Вокруг неё были люди. Много. Особенно таких же мелких, как я. Подбежав к металлическому ограждению – дальше было нельзя, я буквально впечатался в него. Зачем здесь этот забор? Разве она могла мне что-нибудь сделать? К тому же она сидела в клетке. Точнее сказать, тогда она лежала. Лежала на боку, закинув голову чуть назад, и смотрела на меня. Я знал, что она смотрит на меня. А я смотрел на неё. И я понял, что она ждала меня. А я почему-то всё не шёл и не шёл. И поэтому глаза её были такими грустными.
Я не мог ею налюбоваться. Вся белая и блестящая, как первый снег, который выпал ночью, а утром, когда ты идёшь в детский сад, он, переливаясь миллиардами кристалликов, старается ослепить тебя.
Я не заметил, как сзади подошла бабушка.
– Ну что, насмотрелся? – спросила она. – Пошли.
Но я намертво вцепился своими ручками в железную оградку, и ни в какую не хотел уходить. Разве можно теперь куда-то уйти? Мы смотрели друг на друга и разговаривали. Она спрашивала, где я был раньше и почему так долго не приходил, ведь ей здесь так грустно и одиноко. А я обещал приходить теперь каждый день. Обязательно-обязательно.
Наш разговор прервали. Какой-то дядька одним прыжком оказался по ту сторону ограды. Той самой, которая для меня пятилетнего была непреодолимым препятствием. Разве это справедливо? Он вплотную подошёл к клетке:
– Ну, Машка, здравствуй! – весело сказал он и полез за пазуху.
Машка!
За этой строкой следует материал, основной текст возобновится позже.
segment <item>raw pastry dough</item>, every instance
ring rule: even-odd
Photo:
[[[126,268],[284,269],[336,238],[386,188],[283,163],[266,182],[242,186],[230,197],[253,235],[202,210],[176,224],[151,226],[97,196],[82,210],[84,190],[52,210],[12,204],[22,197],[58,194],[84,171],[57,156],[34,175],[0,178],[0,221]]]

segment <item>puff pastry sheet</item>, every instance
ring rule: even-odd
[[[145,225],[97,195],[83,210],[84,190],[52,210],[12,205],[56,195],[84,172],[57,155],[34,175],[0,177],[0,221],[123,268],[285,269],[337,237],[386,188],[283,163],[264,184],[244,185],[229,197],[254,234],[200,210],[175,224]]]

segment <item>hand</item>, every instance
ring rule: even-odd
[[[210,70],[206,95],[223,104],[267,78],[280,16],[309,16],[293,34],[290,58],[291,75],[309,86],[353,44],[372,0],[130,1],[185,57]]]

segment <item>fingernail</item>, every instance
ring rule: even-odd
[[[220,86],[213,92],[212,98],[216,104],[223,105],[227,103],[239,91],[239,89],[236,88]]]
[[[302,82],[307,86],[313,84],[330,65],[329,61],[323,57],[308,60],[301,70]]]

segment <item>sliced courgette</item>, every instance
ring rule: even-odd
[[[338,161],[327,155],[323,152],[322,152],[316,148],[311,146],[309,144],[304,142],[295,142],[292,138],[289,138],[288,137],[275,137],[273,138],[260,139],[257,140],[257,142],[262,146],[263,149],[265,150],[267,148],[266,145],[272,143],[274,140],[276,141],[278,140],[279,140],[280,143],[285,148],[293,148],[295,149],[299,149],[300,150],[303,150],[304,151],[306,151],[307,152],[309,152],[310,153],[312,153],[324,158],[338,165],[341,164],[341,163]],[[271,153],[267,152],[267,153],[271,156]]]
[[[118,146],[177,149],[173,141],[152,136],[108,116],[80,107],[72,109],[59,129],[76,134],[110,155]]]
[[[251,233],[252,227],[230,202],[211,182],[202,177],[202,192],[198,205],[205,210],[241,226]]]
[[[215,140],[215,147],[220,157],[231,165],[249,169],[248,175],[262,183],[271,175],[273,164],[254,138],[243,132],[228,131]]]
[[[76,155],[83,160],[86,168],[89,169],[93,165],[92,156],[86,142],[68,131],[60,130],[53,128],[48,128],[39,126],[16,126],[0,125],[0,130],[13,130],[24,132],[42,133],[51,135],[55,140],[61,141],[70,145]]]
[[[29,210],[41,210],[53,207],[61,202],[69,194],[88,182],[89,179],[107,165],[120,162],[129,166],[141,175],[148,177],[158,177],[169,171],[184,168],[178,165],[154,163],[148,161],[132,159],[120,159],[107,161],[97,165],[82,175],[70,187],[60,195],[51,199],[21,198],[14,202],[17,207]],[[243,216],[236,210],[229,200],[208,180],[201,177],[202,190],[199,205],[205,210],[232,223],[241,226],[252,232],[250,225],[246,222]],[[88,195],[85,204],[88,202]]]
Её звали Машка! Не знаю, почему, но мне показалось, что я и раньше знал её имя.
– Опохмелишься?
Дядька мне не нравился. Он был нетрезв, я не понимал, чего он хочет, и к тому же он мешал нам разговаривать. Она игнорировала визитёра, лишь на мгновение, бросив свой взгляд в его сторону, снова смотрела на меня.
Но дядьку это нисколько не смутило. Он подошёл к клетке с той стороны, где была голова медведицы.
Я ненавидел его всеми фибрами своей пятилетней души. Мысленно просил Машу укусить его или хотя бы зарычать так, чтобы тот со скоростью света вылетел обратно за ограду, убежал домой и больше никогда не смел приходить к ней. Но она не могла услышать меня, увидеть мой молящий взгляд – огромная волосатая шуба противного дядьки закрывала меня от неё.
– Пойдём, Серёжа, уже поздно. Мама волноваться будет.
– Бабушка, зачем он залез туда? Выгони его, бабушка!
– Пойдём, пойдём, Серёжа. Пора домой. В следующее воскресенье, если захочешь, мы снова придём. Хорошо?
– Я никуда не пойду. Выгони его, бабушка!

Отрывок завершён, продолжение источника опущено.